Certaines personnes, quand bien même elles se voient reconnaître la capacité juridique d'exercer le commerce, ne peuvent le faire soit parce que la fonction ou la profession qu'elles exercent est incompatible avec l'exercice de l'activité commerciale(A), soit par ce qu'elles ont été empêchées d'exercer ce commerce, à titre de sanction, par une juridiction (B)
A- Le commerce: une activité incompatible avec certaines fonctions ou professions.
Le législateur OHADA interdit, à travers l'article 9 de l'acte uniforme révisé portant sur le droit commercial général, l'exercice de l'activité commerciale à certains fonctionnaires ou professionnels.
Il s'agit, comme le prévoit l'article sus-mentionné:
- Des fonctionnaires et personnels des collectivités publiques et des entreprises à participation publique ;
- Des officiers ministériels et auxiliaires de justice : avocat, huissier, commissaire priseur, agent de change, notaire, greffier, administrateur et liquidateur judiciaire ;
- De l'expert comptable agréé et comptable agréé, commissaire aux comptes et aux apports, conseil juridique, courtier maritime ;
- Plus généralement, de toute profession dont l'exercice fait l'objet d'une réglementation interdisant le cumul de cette activité avec l'exercice d'une profession commerciale.
Si, malgré cette interdiction d'exercer l'activité commerciale, pour incompatibilité, une personne accomplit des actes de commerce, ces actes restent inopposables aux tiers de bonne foi. Ces tiers peuvent, si bon leur semble, comme nous le précise l'article 8 du même acte uniforme, s'en prévaloir sans que la personne en situation d'incompatibilité ne puisse, elle, s'en prévaloir.
Aux incompatibilités ci-haut évoquées, s'ajoutent les interdictions judiciaires qui interviennent à posteriori pour sanctionner un commerçant en l'interdisant d'exercer une activité commerciale.
B- L'interdiction judiciaire: un moyen de sanctionner ''les mauvais commerçants''.
L' interdiction d'exercer le commerce à un commerçant , comme nous l'indique l'article 10 de l'acte uniforme sur le droit commercial général de l'OHADA, peut être une interdiction générale, définitive ou temporaire prononcée par une juridiction d'un des Etats parties à l'OHADA, que cette interdiction ait été prononcée comme peine principale ou accessoire.

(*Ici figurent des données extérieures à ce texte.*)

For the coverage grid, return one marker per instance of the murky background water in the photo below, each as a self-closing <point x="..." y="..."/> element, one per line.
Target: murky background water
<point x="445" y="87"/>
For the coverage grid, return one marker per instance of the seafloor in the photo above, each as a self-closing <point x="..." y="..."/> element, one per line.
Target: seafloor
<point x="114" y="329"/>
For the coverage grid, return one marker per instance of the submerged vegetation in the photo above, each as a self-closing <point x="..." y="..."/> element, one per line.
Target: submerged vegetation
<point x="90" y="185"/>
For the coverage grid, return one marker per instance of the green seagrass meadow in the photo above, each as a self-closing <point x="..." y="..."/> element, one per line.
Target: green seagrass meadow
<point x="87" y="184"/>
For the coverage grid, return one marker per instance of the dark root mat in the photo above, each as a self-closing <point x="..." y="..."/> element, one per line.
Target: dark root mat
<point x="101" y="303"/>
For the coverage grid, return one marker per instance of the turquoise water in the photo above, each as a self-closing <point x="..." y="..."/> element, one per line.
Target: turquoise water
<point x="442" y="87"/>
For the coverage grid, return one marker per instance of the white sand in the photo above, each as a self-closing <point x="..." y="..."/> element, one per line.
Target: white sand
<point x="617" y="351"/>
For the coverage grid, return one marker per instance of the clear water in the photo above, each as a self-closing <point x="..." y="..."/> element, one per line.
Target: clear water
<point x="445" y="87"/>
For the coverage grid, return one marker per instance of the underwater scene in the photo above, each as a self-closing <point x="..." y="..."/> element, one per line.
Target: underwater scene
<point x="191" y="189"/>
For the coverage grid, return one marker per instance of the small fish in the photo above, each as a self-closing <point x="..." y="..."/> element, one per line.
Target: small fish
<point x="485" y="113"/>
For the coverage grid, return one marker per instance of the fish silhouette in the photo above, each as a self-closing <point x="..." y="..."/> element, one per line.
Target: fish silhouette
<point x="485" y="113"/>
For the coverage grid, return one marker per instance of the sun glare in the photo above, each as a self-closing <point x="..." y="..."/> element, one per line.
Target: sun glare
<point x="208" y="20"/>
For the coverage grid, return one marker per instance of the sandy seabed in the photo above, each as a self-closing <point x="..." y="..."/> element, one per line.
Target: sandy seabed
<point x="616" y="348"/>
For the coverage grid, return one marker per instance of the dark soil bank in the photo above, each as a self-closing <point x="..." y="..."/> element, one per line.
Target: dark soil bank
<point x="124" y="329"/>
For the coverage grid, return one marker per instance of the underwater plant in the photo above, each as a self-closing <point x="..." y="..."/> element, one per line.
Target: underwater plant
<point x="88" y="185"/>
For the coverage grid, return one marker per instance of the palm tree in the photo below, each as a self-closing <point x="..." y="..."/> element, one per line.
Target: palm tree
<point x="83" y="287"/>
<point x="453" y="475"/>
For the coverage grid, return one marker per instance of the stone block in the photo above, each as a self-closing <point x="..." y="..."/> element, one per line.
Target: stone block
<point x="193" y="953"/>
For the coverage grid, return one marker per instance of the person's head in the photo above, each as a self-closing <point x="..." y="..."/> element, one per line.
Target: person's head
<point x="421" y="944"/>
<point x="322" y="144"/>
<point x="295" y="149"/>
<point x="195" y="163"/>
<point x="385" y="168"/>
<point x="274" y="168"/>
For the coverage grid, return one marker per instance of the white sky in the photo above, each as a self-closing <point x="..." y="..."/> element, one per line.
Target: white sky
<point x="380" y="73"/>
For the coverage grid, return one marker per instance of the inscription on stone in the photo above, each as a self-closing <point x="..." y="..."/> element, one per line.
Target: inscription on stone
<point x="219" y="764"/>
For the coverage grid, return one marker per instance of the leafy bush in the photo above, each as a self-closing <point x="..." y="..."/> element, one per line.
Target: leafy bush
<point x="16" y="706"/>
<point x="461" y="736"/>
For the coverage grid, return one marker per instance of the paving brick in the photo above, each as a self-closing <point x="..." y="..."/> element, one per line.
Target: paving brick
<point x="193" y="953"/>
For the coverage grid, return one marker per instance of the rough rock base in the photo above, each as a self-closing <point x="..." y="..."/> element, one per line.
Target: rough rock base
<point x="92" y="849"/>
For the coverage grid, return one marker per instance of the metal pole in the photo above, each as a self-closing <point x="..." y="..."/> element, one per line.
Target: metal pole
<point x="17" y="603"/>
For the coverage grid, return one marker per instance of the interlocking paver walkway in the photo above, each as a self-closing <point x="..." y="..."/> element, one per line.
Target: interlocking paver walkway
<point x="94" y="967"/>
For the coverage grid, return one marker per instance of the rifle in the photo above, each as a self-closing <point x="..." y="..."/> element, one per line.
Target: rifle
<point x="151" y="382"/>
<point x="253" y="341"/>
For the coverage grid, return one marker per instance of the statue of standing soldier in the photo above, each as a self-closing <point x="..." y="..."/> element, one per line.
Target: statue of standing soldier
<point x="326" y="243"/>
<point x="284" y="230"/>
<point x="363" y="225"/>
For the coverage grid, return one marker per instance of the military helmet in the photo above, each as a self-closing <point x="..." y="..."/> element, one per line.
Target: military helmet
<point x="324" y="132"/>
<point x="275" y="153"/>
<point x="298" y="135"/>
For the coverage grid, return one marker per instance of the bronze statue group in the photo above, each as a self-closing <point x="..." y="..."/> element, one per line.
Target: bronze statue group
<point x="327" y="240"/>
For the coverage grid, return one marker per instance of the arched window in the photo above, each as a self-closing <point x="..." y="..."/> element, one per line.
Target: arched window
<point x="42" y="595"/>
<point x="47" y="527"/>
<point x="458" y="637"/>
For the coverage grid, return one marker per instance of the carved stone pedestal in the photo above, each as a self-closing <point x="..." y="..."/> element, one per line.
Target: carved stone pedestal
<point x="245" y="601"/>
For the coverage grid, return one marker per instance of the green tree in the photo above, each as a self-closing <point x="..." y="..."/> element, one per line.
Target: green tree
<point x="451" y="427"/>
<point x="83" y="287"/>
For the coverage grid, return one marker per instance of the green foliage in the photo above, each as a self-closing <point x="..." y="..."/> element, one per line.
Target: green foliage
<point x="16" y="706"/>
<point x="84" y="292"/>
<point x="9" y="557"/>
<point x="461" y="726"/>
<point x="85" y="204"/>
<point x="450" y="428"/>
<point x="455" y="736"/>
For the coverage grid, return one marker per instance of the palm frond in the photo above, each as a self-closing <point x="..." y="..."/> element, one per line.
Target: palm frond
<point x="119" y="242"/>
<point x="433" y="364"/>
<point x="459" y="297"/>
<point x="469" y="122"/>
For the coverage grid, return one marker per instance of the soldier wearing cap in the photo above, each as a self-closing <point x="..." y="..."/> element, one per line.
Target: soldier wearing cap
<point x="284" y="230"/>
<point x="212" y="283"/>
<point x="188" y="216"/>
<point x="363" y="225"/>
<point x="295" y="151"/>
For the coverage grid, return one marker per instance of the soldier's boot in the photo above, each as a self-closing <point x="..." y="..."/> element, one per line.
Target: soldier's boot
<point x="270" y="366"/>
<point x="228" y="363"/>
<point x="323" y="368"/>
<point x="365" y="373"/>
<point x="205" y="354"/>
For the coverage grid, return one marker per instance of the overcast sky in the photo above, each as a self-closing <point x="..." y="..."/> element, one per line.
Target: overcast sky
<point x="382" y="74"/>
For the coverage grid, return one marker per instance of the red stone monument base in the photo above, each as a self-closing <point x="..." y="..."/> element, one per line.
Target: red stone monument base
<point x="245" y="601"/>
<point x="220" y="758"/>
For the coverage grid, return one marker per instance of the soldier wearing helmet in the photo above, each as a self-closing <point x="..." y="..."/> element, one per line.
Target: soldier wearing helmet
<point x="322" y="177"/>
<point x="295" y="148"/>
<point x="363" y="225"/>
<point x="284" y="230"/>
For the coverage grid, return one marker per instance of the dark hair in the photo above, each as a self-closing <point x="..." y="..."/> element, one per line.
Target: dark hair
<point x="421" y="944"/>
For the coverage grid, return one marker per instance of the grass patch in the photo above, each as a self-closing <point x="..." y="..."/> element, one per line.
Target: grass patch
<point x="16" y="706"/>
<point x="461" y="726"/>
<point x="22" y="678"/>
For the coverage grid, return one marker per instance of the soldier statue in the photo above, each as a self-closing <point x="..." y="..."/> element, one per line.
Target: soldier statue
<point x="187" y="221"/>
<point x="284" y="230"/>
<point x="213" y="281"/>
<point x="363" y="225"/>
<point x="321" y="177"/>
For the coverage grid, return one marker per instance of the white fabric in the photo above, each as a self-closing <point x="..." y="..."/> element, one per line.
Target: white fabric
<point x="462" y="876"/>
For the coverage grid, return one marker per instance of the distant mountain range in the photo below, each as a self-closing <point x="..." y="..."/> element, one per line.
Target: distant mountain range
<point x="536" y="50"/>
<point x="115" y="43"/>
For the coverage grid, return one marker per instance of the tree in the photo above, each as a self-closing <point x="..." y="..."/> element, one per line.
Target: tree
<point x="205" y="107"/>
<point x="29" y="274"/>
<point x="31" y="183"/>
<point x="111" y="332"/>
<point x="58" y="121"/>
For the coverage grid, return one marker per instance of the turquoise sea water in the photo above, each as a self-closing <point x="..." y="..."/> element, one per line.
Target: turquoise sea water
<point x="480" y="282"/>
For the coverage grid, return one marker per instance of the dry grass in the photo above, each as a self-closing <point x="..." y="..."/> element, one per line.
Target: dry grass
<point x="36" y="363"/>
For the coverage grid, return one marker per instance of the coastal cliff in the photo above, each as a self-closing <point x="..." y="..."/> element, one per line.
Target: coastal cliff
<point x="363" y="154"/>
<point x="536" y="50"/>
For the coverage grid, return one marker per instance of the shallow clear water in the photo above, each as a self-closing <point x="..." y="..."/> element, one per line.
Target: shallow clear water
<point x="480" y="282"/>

En sus, l'interdiction peut être prononcée par une juridiction professionnelle, et dans ce cas, l'interdiction ne peut s'appliquer qu'à l'activité concernée.
Enfin, toujours conformément à l'article 10 précité, l'interdiction d'exercer l'activité commerciale s'applique à toute personne qui a fait l'objet d'une condamnation judiciaire et définitive à une peine d’incarcération pour un crime de droit commun, ou à une peine d'au moins trois mois d'emprisonnement non assortie de sursis pour un délit contre les biens, ou une infraction en matière économique ou financière. Pour le législateur, les auteurs de ces infractions doivent être écartés de la vie des affaires.
Il est à noter que l'interdiction à titre temporaire d'une durée supérieure à 5 ans, de même que l'interdiction à titre définitif, peuvent être levées, à la requête de l'interdit, par la juridiction qui a prononcé cette interdiction( art 11, alinéa 1 de l'acte uniforme sur le droit commercial général)
Cette requête, nous rappelle, l'alinéa 2 du même article, n'est recevable qu'après expiration d'un délai de cinq (5) ans à compter du jour où la décision prononçant l'interdiction est devenue définitive.